The overseer uses it like this (in a slash command or CLAUDE.md workflow):

Overseer delegation pattern
1. Identify the scope: which files, what change, what success looks like.
2. Tell the user: "Sending these N files to workhorse: [list]"
3. Dispatch to workhorse via Agent tool with the scoped task.
4. MANDATORY: Read the affected files after workhorse completes.
5. Verify the output matches intent before reporting back.

Step 4 is not optional. The workhorse is fast and cheap, not infallible. The overseer’s review is what makes the pattern safe.

Approach 2: The Shell-Out (Slash Command Style)

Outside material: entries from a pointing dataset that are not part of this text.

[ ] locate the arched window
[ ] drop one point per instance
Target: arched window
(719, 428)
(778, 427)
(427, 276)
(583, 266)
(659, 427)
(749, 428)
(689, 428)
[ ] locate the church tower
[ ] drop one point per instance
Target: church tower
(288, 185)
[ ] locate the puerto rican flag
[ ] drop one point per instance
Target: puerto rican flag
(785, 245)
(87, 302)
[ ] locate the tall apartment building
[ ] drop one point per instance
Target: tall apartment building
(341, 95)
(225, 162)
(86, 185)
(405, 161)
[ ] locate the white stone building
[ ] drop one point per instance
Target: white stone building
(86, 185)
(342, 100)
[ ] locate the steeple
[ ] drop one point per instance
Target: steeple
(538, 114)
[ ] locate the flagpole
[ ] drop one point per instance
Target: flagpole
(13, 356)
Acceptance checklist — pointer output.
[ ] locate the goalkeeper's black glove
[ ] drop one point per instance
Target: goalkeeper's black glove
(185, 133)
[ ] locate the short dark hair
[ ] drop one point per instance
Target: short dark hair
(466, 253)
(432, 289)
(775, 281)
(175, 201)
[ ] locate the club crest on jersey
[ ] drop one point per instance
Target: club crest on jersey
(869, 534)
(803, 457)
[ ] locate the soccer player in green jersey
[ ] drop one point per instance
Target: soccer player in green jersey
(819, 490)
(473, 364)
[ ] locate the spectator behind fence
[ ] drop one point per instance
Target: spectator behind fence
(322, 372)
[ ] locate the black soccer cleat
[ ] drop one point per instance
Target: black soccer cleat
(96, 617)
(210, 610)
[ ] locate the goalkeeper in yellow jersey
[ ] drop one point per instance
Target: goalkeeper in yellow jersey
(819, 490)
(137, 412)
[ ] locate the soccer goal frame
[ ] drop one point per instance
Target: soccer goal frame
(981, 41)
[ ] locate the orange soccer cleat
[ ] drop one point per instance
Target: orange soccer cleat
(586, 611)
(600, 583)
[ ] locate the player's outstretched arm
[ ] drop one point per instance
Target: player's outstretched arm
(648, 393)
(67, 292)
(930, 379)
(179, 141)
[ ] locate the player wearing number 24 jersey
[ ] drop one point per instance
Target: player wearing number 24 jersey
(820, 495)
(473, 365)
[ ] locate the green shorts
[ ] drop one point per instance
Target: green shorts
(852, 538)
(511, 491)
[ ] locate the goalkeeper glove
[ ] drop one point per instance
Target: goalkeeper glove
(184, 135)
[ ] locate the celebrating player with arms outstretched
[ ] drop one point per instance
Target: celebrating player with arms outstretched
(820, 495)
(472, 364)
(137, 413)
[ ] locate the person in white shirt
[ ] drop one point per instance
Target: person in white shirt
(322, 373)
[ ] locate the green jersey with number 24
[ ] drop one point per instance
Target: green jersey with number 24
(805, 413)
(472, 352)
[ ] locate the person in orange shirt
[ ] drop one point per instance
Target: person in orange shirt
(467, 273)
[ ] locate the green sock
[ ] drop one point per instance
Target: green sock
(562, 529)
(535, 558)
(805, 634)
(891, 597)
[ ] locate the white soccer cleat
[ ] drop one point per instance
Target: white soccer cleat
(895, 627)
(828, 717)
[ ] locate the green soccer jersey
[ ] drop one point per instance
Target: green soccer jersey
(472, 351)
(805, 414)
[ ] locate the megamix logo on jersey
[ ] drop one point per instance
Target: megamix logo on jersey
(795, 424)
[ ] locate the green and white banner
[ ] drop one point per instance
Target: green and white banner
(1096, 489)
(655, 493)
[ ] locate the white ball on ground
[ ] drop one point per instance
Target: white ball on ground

This is the shell-out version I originally built — the overseer shells out to an external CLI that calls a cheap model. It’s more flexible because you can point it at any endpoint: a local Ollama server, a cloud API, whatever.

Terminal window
# Pattern: overseer shells out to a cheap model CLI
# What I actually ran was GitHub's `copilot` CLI pointed at a cheap model
copilot --model gpt-5-mini --yolo --silent -p "{{scoped_task_prompt}}"

That specific tool isn’t the point — anything that takes a prompt and returns a result works. The companion guide swaps this for a small local script that hits a self-hosted model, so the workhorse costs nothing and your code never leaves the box.

The Claude Code slash command that wrapped this:

.claude/commands/delegate.md
Delegate a mechanical coding task to the cheap workhorse model.
Steps:
1. Identify the scope. Tell the user which files are being sent.
2. Run: copilot --model <cheap-model> --yolo --silent -p "<scoped task>"
3. Read ALL affected files after the command completes.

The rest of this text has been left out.